Voici mon point de vue : le gouvernement impose aux salariés l’allongement de la vie professionnelle. Je pense que leur responsabilité est donc de tout mettre en œuvre pour maintenir ou remettre les séniors au travail : pour cela, il ne faut pas que des demi-mesures, soi-disant incitatives, qui ne fonctionnent pas, telles que le CDD SENIOR ou encore la loi de janvier 2010 sur le maintien dans l’emploi des séniors mais de vraies mesures dont les coûts seraient pris en charge par l’état tels que :
Pour les personnes au chômage : la reconversion, afin d’augmenter leur employabilité sur le marché du travail, la formation complémentaire, quand celle-ci est nécessaire afin d’accéder à des diplômes supérieurs qu’ils n’auraient pas pu acquérir dans leur prime jeunesse. Les pôles emplois sont débordés et certains chômeurs ne connaissent absolument pas leurs droits : pourquoi ne pas demander à des anciens DRH à la retraite volontaires basés dans chaque pôle emploi, de renseigner ces personnes sur les façons d’accéder à une formation ou sur la façon de faire un CV, une lettre de motivation, comment se présenter à un entretien …etc.
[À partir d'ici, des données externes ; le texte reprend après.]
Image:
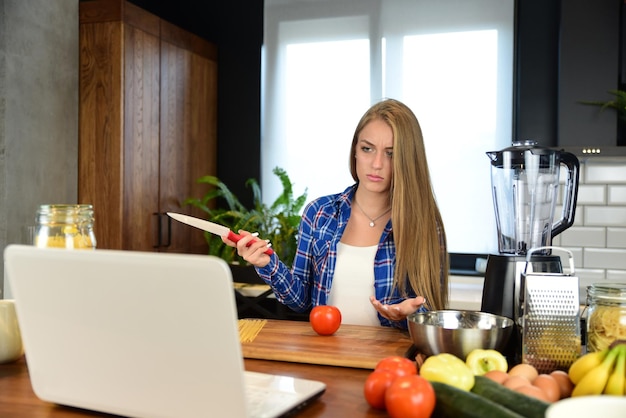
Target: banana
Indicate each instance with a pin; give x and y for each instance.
(586, 363)
(594, 382)
(617, 379)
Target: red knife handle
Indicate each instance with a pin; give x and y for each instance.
(235, 238)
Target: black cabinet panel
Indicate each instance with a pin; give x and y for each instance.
(589, 57)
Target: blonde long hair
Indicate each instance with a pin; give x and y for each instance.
(418, 231)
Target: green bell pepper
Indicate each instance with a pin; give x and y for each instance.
(449, 369)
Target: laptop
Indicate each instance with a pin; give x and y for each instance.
(140, 334)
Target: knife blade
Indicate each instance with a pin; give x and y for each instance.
(211, 227)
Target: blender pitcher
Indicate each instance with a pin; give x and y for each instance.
(525, 182)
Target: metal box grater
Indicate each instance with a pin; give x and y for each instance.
(550, 319)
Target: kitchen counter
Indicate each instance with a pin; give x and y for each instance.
(343, 396)
(465, 291)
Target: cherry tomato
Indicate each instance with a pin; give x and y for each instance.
(410, 396)
(399, 365)
(376, 385)
(325, 319)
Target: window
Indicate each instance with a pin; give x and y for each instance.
(451, 61)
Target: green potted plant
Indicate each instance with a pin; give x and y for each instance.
(618, 103)
(277, 221)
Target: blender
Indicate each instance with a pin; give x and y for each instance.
(525, 185)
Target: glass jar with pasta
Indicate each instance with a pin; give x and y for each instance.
(606, 315)
(65, 226)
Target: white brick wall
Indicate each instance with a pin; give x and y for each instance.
(598, 237)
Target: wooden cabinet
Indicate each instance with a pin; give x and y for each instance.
(147, 125)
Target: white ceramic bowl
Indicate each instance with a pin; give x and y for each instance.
(601, 406)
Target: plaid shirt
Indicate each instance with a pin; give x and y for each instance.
(309, 281)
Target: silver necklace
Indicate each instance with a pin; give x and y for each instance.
(372, 221)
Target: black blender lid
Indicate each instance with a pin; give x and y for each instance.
(516, 153)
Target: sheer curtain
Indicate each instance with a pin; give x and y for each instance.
(451, 61)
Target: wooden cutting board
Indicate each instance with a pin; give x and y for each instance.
(351, 346)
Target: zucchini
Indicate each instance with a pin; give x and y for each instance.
(452, 402)
(520, 403)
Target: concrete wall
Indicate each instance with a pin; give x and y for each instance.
(38, 112)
La France est en queue de peloton pour ce qui est de l’emploi des séniors : Comparé aux pays de l’Union Européenne à 15, le taux d’emploi des 60-64 ans est très faible en France (17,9 % contre 32,5% au niveau européen en 2010). Le taux d’emploi des 55-59 ans est plus proche de la moyenne européenne (60,6% contre 63,5% en 2010), en raison notamment du taux d’activité relativement élevé des femmes. De 2000 à 2010, le taux d’emploi des 55-64 ans a progressé dans la quasi-totalité de ces pays, avec pour la France une progression légèrement inférieure à la moyenne européenne (enquête DARES).
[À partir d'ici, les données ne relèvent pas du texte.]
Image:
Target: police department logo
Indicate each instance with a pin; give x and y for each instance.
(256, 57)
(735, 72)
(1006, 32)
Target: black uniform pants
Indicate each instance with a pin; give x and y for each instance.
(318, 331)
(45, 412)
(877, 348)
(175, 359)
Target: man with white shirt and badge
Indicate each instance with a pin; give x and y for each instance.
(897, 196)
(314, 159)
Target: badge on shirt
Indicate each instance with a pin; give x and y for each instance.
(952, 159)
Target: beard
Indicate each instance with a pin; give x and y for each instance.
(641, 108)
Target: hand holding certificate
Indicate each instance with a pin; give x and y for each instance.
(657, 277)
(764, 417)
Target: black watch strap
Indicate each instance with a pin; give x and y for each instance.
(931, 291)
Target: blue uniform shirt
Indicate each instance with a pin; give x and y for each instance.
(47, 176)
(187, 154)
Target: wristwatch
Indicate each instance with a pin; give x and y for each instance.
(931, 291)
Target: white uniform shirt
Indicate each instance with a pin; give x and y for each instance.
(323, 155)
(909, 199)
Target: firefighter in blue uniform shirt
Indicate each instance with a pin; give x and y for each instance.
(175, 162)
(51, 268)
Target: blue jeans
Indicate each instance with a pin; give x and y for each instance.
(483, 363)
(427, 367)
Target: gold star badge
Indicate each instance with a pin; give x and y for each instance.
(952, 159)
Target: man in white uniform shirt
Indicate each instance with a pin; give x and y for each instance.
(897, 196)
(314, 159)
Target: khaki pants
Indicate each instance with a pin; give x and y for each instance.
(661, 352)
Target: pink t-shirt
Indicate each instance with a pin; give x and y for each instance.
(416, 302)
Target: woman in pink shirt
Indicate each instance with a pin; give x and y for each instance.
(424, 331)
De même, les entreprises ont tout à y gagner en performance car les séniors ont de l’expérience, du recul, de l’habilité acquise et à transmettre aux jeunes générations ; dans un certain nombre de métiers, plus on vieillit, plus on se bonifie ; licencier ou laisser partir les séniors revient à se couper un bras. L’entreprise a également une responsabilité sociétale ; les coûts qu’engendrent un sénior au chômage sont très élevés ; ils se répercutent sur les cotisations et donc sur le coût du travail. Les stéréotypes ont la vie dure : « les séniors ne sont pas mobiles », « les séniors sont trop chers », « les séniors sont mauvais en informatique », « les séniors ne parlent pas anglais », « les séniors ne sont pas réactifs » : bien sûr, certains ont ces défauts mais certains jeunes également ont ces défauts !!!! Les DRH doivent arrêter de juger les séniors au travers de leur âge mais bien au travers de leurs compétences ; je suis d’accord quand vous dites que « les entreprises doivent signer des engagements de résultats et non plus de moyens » ; j’entends autour de moi des témoignages de séniors qui disent « j’aimerais bien faire telle formation, mais on me dit que je suis trop âgée, que je vais partir à la retraite !!!! le comble !!!
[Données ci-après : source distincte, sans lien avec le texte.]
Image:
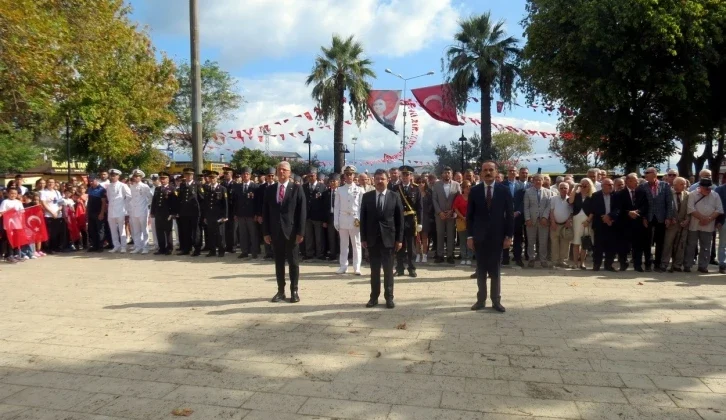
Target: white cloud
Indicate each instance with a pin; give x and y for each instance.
(256, 30)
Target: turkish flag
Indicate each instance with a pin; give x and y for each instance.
(438, 103)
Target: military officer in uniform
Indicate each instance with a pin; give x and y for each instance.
(163, 209)
(347, 219)
(214, 202)
(411, 200)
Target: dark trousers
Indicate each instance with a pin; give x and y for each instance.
(249, 236)
(215, 235)
(404, 256)
(164, 227)
(605, 244)
(488, 258)
(95, 231)
(230, 227)
(286, 251)
(189, 236)
(381, 257)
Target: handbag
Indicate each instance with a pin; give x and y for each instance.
(586, 240)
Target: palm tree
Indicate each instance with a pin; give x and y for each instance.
(483, 59)
(338, 69)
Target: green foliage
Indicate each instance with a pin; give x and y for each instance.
(254, 158)
(483, 59)
(340, 68)
(219, 100)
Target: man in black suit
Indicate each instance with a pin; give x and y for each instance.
(316, 207)
(244, 196)
(490, 225)
(605, 214)
(283, 224)
(382, 234)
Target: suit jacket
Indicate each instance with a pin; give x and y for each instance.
(286, 219)
(660, 206)
(490, 223)
(441, 202)
(314, 198)
(533, 209)
(381, 228)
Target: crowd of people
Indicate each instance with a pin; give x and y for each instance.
(669, 224)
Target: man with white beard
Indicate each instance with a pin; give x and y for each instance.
(138, 208)
(117, 193)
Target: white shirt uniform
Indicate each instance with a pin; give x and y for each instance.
(117, 194)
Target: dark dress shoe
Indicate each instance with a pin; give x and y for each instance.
(498, 306)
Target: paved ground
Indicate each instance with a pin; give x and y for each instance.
(130, 337)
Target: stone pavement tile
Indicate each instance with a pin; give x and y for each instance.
(60, 399)
(137, 408)
(679, 383)
(698, 400)
(648, 397)
(602, 411)
(345, 409)
(275, 402)
(591, 378)
(566, 392)
(527, 374)
(209, 395)
(509, 405)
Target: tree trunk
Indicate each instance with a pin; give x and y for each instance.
(486, 121)
(338, 148)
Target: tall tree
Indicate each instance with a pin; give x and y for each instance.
(219, 99)
(484, 59)
(340, 68)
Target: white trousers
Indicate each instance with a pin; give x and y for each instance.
(350, 236)
(118, 231)
(140, 231)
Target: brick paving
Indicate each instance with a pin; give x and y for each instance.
(120, 336)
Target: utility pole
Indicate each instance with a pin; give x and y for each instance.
(197, 158)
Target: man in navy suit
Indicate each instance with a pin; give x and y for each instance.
(490, 225)
(283, 226)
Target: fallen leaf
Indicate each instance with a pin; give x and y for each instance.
(182, 412)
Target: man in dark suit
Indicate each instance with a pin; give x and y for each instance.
(382, 234)
(490, 225)
(605, 214)
(244, 196)
(316, 207)
(283, 224)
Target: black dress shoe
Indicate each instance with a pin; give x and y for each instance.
(498, 306)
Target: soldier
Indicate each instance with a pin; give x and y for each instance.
(231, 226)
(244, 197)
(347, 220)
(411, 200)
(214, 202)
(163, 208)
(188, 215)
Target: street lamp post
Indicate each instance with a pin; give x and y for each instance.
(462, 139)
(403, 136)
(310, 159)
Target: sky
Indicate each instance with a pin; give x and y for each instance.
(269, 46)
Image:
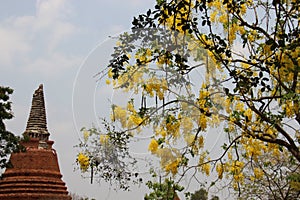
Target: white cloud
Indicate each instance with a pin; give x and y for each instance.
(12, 45)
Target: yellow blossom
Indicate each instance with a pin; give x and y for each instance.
(220, 170)
(83, 161)
(103, 139)
(258, 173)
(86, 135)
(153, 146)
(206, 168)
(172, 166)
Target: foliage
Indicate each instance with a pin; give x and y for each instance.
(249, 53)
(164, 191)
(200, 194)
(107, 157)
(271, 177)
(8, 141)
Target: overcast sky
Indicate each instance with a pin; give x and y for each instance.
(62, 44)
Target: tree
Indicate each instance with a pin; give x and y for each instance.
(249, 52)
(200, 194)
(8, 141)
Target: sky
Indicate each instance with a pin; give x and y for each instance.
(63, 44)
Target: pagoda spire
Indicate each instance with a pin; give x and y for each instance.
(37, 122)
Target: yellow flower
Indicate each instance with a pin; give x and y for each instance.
(153, 146)
(258, 173)
(239, 106)
(206, 168)
(202, 121)
(173, 166)
(248, 114)
(220, 170)
(86, 135)
(201, 141)
(83, 161)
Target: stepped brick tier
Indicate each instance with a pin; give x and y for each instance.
(34, 174)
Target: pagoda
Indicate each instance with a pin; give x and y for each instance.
(34, 174)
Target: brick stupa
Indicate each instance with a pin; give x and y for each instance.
(34, 174)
Car, messieurs les employeurs, sachez que tout employé jeune a le droit de démissionner pour aller voir ailleurs même s’il a eu une formation. En matière de rémunération, certains séniors préfèrent, en fin de carrière, travailler à mi-temps pour passer un peu plus de temps à leurs loisirs, à leurs familles ; alors pourquoi ne pas leur proposer cette alternative ? Quant à l’anglais, ce n’est pas un mal propre aux séniors mais bien un mal franco-français qui est du au système éducatif français !!!
L’état doit être arbitre vigilant et mettre tout en œuvre pour faire avancer le mammouth !!!